Pensava eu e os ingénuos que me acompanharam no 'acto de sonhar' que iríamos todos conseguir MUDAR VALONGO, que depois de termos batido no fundo, a coisa só podia melhorar.
Era verdade, mas apenas pela metade: efectivamente, ainda que não piore, existe sempre a possibilidade de a situação persistir inalterada. Foi isso que aconteceu, o que no caso específico de Valongo assume a dimensão de quase catástrofe.
Lembro-me como se fosse hoje, daquela frase soltada por um grande amigo que nos acompanhou no crédulo percurso visando pôr distância entre nós e o pântano e nos debatíamos com o dilema "embarcamos, não embarcamos" - cito-a de memória:
"... é fraquinho - referia-se ao homem que vinha ao leme da 'barca' - mas ainda não tem 'cadastro' - por comparação com os navegadores da barca do pântano...
Tinha razão. Era (é) fraquinho o timoneiro...
E como escreveu o grande Camões no Canto III, estrofe 138 dos Lusíadas, "...fraco Rei faz fraca a forte gente".
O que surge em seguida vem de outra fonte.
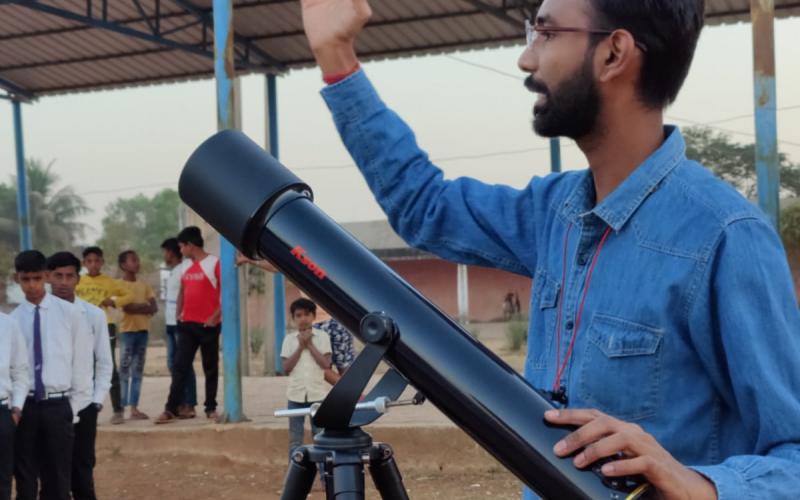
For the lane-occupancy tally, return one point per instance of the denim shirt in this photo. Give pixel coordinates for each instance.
(690, 327)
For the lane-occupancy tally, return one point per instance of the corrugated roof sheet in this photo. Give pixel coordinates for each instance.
(42, 52)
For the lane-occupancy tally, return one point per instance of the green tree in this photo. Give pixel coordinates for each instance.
(55, 211)
(790, 226)
(140, 223)
(736, 164)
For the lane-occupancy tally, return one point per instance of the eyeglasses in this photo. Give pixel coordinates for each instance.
(532, 32)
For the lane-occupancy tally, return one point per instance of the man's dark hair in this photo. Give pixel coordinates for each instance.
(191, 234)
(92, 250)
(171, 245)
(30, 261)
(63, 259)
(303, 304)
(123, 256)
(670, 30)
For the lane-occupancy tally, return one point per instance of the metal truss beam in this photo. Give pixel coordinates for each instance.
(14, 91)
(242, 43)
(115, 27)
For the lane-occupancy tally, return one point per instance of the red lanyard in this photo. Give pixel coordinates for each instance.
(562, 365)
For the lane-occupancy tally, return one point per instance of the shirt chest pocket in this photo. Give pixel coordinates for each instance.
(621, 369)
(544, 303)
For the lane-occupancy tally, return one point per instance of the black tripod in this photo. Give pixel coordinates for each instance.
(342, 449)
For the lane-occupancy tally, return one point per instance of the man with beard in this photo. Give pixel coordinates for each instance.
(665, 323)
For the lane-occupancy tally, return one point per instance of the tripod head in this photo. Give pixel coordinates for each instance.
(265, 210)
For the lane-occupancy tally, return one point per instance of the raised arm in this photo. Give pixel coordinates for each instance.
(463, 220)
(756, 347)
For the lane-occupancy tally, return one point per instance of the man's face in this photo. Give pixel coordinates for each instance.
(63, 281)
(303, 319)
(32, 284)
(131, 264)
(561, 71)
(186, 249)
(170, 258)
(93, 264)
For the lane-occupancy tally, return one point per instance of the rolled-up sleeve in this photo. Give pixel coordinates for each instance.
(462, 220)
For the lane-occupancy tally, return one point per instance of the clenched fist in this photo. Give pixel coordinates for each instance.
(331, 27)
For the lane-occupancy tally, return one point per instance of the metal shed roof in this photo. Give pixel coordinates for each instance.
(58, 46)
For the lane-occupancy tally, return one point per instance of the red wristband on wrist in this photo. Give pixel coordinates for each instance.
(331, 79)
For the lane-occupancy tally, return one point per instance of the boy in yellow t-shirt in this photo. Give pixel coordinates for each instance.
(134, 328)
(106, 293)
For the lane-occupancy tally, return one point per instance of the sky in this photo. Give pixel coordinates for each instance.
(469, 110)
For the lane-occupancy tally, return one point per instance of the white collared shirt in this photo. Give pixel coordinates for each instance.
(173, 288)
(14, 383)
(307, 380)
(66, 349)
(95, 318)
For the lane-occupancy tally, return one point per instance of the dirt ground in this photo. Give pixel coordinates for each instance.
(198, 459)
(186, 476)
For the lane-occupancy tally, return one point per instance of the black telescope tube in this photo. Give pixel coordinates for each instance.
(262, 208)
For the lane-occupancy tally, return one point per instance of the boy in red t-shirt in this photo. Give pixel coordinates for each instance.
(199, 314)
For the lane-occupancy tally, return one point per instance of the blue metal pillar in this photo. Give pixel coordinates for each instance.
(226, 119)
(767, 163)
(23, 207)
(278, 285)
(555, 154)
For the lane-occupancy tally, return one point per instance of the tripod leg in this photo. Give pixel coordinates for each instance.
(385, 473)
(348, 481)
(300, 476)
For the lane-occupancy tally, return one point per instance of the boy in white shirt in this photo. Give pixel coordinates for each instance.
(306, 354)
(60, 370)
(14, 385)
(65, 269)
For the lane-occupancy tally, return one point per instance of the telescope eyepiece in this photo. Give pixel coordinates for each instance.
(378, 328)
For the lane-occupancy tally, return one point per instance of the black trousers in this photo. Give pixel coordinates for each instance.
(43, 450)
(192, 336)
(7, 429)
(83, 458)
(115, 391)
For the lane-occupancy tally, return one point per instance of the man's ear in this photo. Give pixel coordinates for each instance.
(619, 56)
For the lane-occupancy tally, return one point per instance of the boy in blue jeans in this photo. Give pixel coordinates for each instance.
(306, 354)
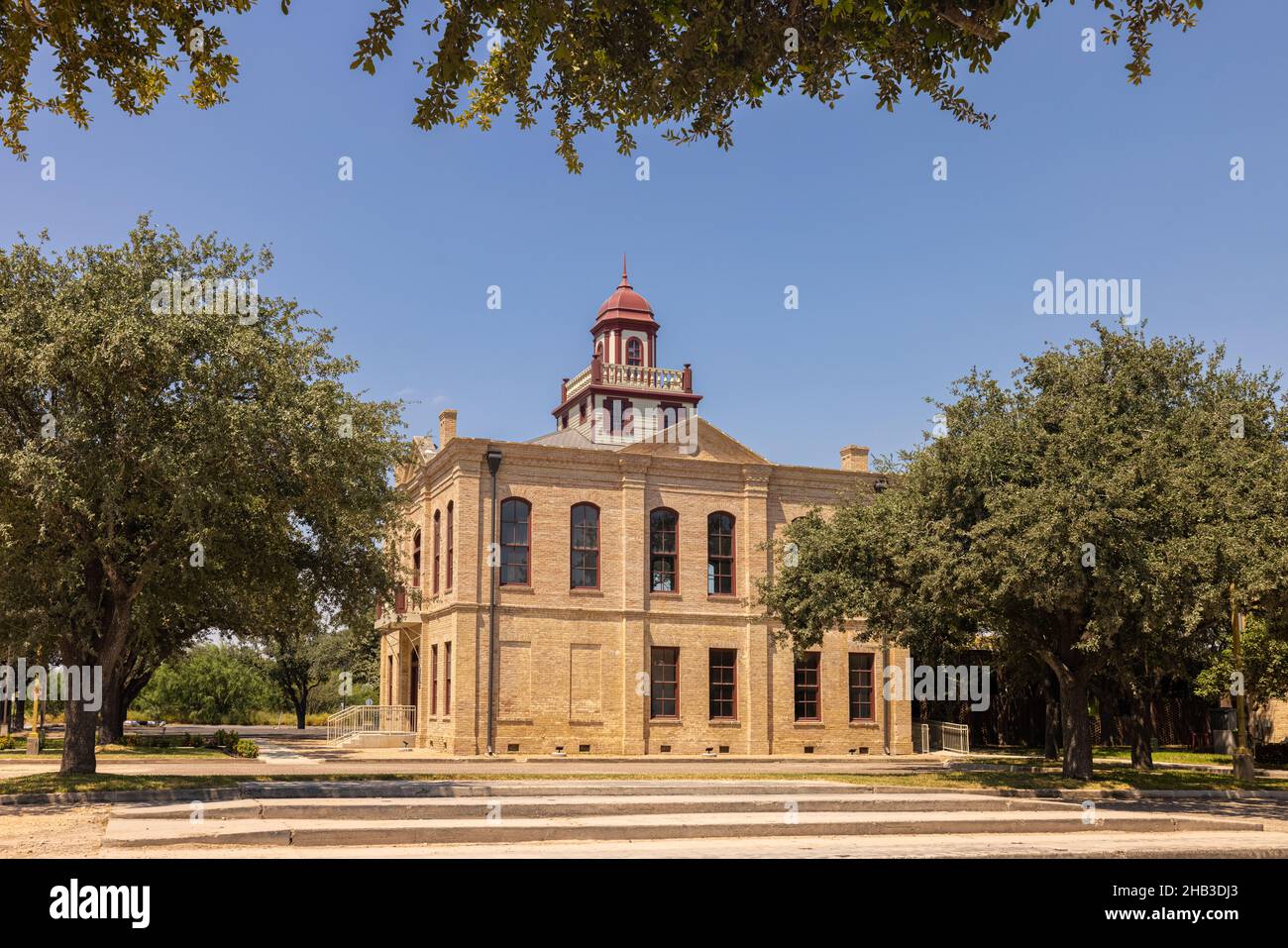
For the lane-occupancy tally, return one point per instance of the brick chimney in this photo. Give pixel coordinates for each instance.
(854, 458)
(447, 427)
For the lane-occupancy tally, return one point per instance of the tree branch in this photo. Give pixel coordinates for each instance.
(967, 24)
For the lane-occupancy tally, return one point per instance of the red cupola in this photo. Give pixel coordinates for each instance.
(623, 373)
(625, 304)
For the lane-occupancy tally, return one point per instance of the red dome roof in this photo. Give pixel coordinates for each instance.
(625, 301)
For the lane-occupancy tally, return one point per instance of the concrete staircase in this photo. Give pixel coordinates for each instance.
(380, 814)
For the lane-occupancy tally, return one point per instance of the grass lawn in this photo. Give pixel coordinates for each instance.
(55, 747)
(1107, 779)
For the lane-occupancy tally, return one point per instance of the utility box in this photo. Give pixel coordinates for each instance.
(1224, 723)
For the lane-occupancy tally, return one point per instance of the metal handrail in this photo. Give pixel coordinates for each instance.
(372, 719)
(949, 737)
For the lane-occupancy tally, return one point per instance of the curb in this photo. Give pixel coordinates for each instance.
(253, 790)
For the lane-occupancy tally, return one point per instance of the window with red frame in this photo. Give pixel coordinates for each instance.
(447, 682)
(451, 545)
(720, 554)
(861, 685)
(665, 683)
(433, 679)
(806, 686)
(438, 530)
(584, 541)
(664, 553)
(515, 543)
(722, 665)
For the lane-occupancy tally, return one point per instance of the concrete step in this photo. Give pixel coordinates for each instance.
(588, 805)
(300, 790)
(670, 826)
(1188, 845)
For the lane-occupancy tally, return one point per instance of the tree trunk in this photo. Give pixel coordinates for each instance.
(1141, 730)
(78, 741)
(1052, 719)
(1076, 725)
(112, 715)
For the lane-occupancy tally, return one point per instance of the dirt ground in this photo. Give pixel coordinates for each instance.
(56, 831)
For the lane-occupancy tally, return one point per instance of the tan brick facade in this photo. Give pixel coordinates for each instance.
(574, 666)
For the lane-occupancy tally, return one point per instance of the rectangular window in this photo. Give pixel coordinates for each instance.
(447, 679)
(584, 540)
(665, 683)
(724, 685)
(806, 686)
(861, 685)
(720, 554)
(450, 545)
(515, 541)
(437, 556)
(664, 526)
(433, 681)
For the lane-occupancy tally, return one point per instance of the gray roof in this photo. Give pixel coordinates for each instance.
(571, 438)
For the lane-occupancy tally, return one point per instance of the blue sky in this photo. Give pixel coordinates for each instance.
(905, 282)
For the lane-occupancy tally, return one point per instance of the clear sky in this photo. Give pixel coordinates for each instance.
(905, 282)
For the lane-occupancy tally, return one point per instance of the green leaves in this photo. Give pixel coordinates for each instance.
(166, 469)
(1091, 517)
(687, 65)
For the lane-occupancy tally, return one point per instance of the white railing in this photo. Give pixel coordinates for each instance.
(579, 381)
(372, 719)
(644, 376)
(949, 737)
(921, 738)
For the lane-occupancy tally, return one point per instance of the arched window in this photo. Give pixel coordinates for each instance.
(584, 548)
(451, 545)
(664, 552)
(437, 537)
(720, 554)
(515, 543)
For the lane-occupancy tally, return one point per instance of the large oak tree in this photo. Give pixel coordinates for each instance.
(1094, 517)
(683, 64)
(170, 468)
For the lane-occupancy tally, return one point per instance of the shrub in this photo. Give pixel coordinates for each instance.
(1274, 756)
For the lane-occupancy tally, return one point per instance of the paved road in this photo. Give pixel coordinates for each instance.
(1212, 845)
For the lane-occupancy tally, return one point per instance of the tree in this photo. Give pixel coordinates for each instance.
(163, 460)
(210, 685)
(619, 63)
(1090, 517)
(1263, 674)
(301, 657)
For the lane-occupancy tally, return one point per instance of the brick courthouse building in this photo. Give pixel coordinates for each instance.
(618, 595)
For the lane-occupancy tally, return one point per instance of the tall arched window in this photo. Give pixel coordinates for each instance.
(584, 548)
(664, 552)
(437, 537)
(720, 554)
(515, 543)
(451, 544)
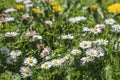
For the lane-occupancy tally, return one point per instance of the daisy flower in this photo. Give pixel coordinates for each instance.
(56, 62)
(31, 33)
(26, 72)
(45, 52)
(86, 59)
(85, 29)
(10, 10)
(4, 50)
(11, 34)
(100, 26)
(85, 44)
(15, 53)
(102, 41)
(100, 51)
(46, 65)
(96, 30)
(48, 22)
(11, 59)
(36, 37)
(69, 36)
(92, 52)
(75, 51)
(30, 61)
(109, 21)
(116, 28)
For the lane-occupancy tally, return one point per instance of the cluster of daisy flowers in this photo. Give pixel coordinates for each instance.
(12, 55)
(77, 19)
(98, 28)
(114, 26)
(55, 62)
(92, 49)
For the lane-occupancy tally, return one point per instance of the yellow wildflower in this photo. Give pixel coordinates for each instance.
(36, 11)
(114, 8)
(94, 7)
(20, 6)
(57, 9)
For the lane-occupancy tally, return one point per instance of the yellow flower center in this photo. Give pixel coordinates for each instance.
(12, 59)
(87, 58)
(46, 65)
(26, 71)
(85, 44)
(20, 6)
(91, 53)
(4, 51)
(55, 62)
(16, 53)
(30, 61)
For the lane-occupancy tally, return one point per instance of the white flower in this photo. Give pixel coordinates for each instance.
(117, 45)
(11, 34)
(26, 1)
(116, 28)
(45, 52)
(19, 0)
(29, 5)
(26, 72)
(92, 52)
(56, 62)
(15, 53)
(110, 21)
(10, 10)
(30, 61)
(69, 36)
(11, 59)
(9, 19)
(100, 26)
(75, 51)
(77, 19)
(102, 41)
(25, 16)
(46, 65)
(48, 22)
(85, 44)
(68, 56)
(86, 29)
(4, 50)
(100, 51)
(36, 37)
(86, 59)
(31, 33)
(96, 30)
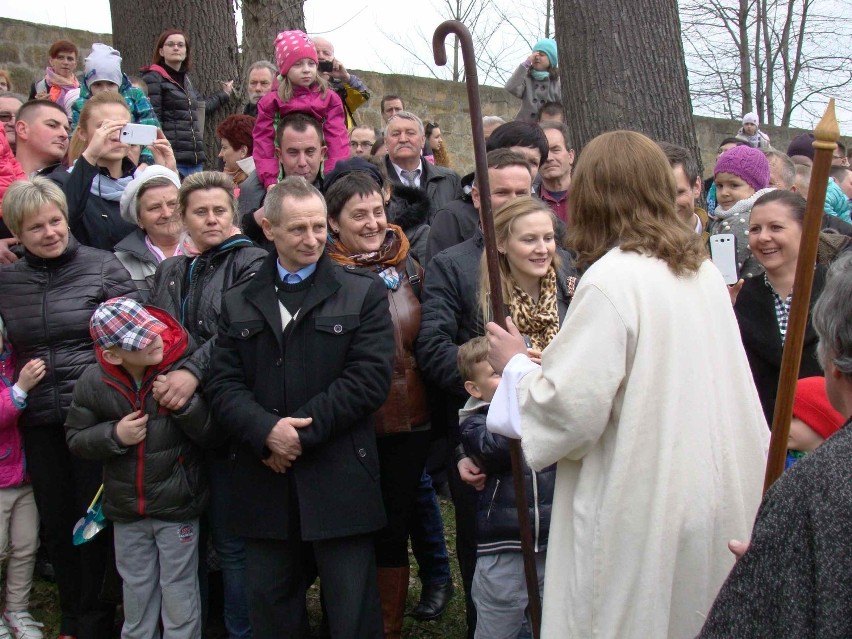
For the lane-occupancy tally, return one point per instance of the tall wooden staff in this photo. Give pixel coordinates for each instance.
(826, 135)
(497, 310)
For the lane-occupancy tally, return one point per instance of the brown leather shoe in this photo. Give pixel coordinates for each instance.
(393, 591)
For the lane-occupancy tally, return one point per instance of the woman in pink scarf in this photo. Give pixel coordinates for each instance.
(59, 84)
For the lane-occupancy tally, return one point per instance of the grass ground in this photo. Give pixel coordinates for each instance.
(44, 603)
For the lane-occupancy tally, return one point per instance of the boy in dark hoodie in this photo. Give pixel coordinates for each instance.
(499, 590)
(154, 488)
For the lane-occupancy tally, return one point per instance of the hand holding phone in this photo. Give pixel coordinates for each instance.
(142, 134)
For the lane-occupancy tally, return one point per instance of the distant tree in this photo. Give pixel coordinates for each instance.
(768, 56)
(213, 33)
(622, 67)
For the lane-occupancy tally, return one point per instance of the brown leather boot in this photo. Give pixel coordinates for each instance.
(393, 590)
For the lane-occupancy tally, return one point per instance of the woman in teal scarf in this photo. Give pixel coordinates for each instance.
(536, 80)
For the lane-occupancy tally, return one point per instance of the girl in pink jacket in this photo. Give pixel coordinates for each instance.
(299, 89)
(18, 514)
Apesar da urgência da saída para espaço aberto e águas mais profundas, tem persistido em manter-se entre margens e nas águas turvas do canal, entretido numa estéril sequência de pequenas regatas com muitos floreados, que podendo encher o olho às gentes que lhe admiram a destreza, não o conduzem a lado nenhum e muito menos a bom porto.
Aplausos entusiásticos lhe prodigalizam os basbaques e mais alguns profissionais das 'palmas coreografadas' à mistura. Bolina! bolina! lhe gritamos nós, tentando que nos ouça no meio do encenado coro que é música para os seus ouvidos.
Ingénuos talvez, ainda mantínhamos uma réstia de crédito nas suas boas intenções iniciais, mas tal como a areia fina da ampulheta, também o nosso benefício da dúvida se esgotou rapidamente, determinando o fim de um ciclo - um fim que não tem mais princípio, porque é o fim de um sonho e não há nada de mais violento e irreversível do que o 'assassinio premeditado' de um sonho!